PresentMon: Performance In DirectX, OpenGL, And Vulkan

PresentMon And Our Proprietary Software

The introduction of DirectX 12, Microsoft's Universal Windows Platform, and Vulkan presented us with a problem: we no longer had a reliable tool for measuring performance. Fraps only works up through DirectX 11, and it's not always as reliable as some enthusiasts assume.

Consequently, the timing of Andrew Lauritzen's PresentMon tool, freely available on GitHub, was ideal. It monitors Windows' event tracing stack for present commands and records a bunch of information about them to a CSV file for analysis.
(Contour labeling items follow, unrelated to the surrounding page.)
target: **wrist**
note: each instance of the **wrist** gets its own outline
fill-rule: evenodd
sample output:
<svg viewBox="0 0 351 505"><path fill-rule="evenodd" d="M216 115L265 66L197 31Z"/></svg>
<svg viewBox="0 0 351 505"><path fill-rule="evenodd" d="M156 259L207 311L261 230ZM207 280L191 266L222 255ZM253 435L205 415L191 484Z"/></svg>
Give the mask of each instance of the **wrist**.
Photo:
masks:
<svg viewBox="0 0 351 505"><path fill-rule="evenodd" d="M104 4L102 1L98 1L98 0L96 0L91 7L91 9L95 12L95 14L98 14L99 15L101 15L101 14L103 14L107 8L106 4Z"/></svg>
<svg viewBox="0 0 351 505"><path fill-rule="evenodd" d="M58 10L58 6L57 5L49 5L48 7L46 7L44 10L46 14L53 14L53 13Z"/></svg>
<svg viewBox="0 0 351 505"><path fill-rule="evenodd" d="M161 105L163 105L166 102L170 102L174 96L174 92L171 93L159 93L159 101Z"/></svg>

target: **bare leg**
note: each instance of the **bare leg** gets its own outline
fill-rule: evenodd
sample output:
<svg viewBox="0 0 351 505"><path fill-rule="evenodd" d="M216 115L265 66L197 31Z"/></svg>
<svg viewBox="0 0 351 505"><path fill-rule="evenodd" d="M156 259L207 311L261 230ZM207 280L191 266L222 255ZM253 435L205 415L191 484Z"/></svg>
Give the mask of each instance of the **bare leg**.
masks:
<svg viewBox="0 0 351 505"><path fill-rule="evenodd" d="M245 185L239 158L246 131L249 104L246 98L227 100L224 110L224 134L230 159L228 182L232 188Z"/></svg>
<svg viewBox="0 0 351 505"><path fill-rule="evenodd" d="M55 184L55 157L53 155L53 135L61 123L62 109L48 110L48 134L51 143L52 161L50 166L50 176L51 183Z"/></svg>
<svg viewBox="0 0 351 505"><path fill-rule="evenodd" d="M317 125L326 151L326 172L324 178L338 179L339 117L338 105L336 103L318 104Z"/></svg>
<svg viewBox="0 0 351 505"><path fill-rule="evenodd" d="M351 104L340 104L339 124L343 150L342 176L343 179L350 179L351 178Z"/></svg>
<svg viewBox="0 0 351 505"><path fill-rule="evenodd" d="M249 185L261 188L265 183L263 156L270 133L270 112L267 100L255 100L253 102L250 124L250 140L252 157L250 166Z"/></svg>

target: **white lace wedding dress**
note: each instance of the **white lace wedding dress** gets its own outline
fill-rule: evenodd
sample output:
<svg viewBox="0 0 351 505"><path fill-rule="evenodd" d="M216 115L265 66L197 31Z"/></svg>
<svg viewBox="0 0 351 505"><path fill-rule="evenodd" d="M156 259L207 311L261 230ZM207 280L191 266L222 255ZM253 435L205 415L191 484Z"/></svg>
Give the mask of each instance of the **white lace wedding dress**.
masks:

But PresentMon is subject to its own technical limitations, since it operates at the same place in the graphics pipeline as Fraps. Thus, it doesn't completely replace tools like FCAT in our repertoire. But what makes PresentMon so interesting to us is its compatibility with not only DirectX 11, but also DX 12, OpenGL, and Vulkan.

The tool's most significant disadvantage is its command-line interface. It can be time-consuming to figure out the right combination of switches to use in order to generate the information you need. By default, it's not set up to simply spit out the data you'd necessarily expect. And that's what we set out to solve.

Detection Made Easy: The PresentMon GUI

We made the decision to develop an app that would start PresentMon, control its switches, and collect sensor data at the same time as performance was being recorded.

In the screenshot above we have a number of frequently benchmarked games, each with its own profile stored in our tool. PresentMon uses the chosen parameters for each, depending on how it was set up. One test might run for three minutes and then stop, for example, while another is started and stopped with a hotkey.

Data Collection Made Easy

Of course, PresentMon isn't set up to collect sensor data as it records performance information. That capability comes from FinalWire's AIDA64. We tap into the engineering version, synchronously recording a number of host processing and graphics statistics. Do you want to correlate GPU utilization with frame rate at a certain point in a test? That's possible. Latency and overhead are kept to a minimum, as AIDA64's approach is different from tools like HWiNFO that use a DLL for their interface.

In order to minimize the impact of storage I/O, we write this second log file to memory first (it's small enough, after all), and then to disk once PresentMon's log file closes.

Since PresentMon doesn't use a time stamp, unfortunately, we put the beginning of our own records first, then PresentMon's log, and track time between them in parallel. This is necessary for controlling external measurements (like our oscilloscopes).

Analyzing The Data And Processing It For Presentation

All of our recordings result in an enormous pile of data for every benchmark run, which has to be sorted through. To help with this, we use another proprietary piece of software that combines the two log files and applies all of the math needed for our charts. It simply wouldn't be possible to do this manually in Excel due to the complexity and number of steps involved.

With our log file interpreter now in its third generation, we can run the calculations we need quickly, and even add new charts/graphs as needed. We'll get more in-depth on what we evaluate directly with an example using two different graphics cards and a DirectX 12 game.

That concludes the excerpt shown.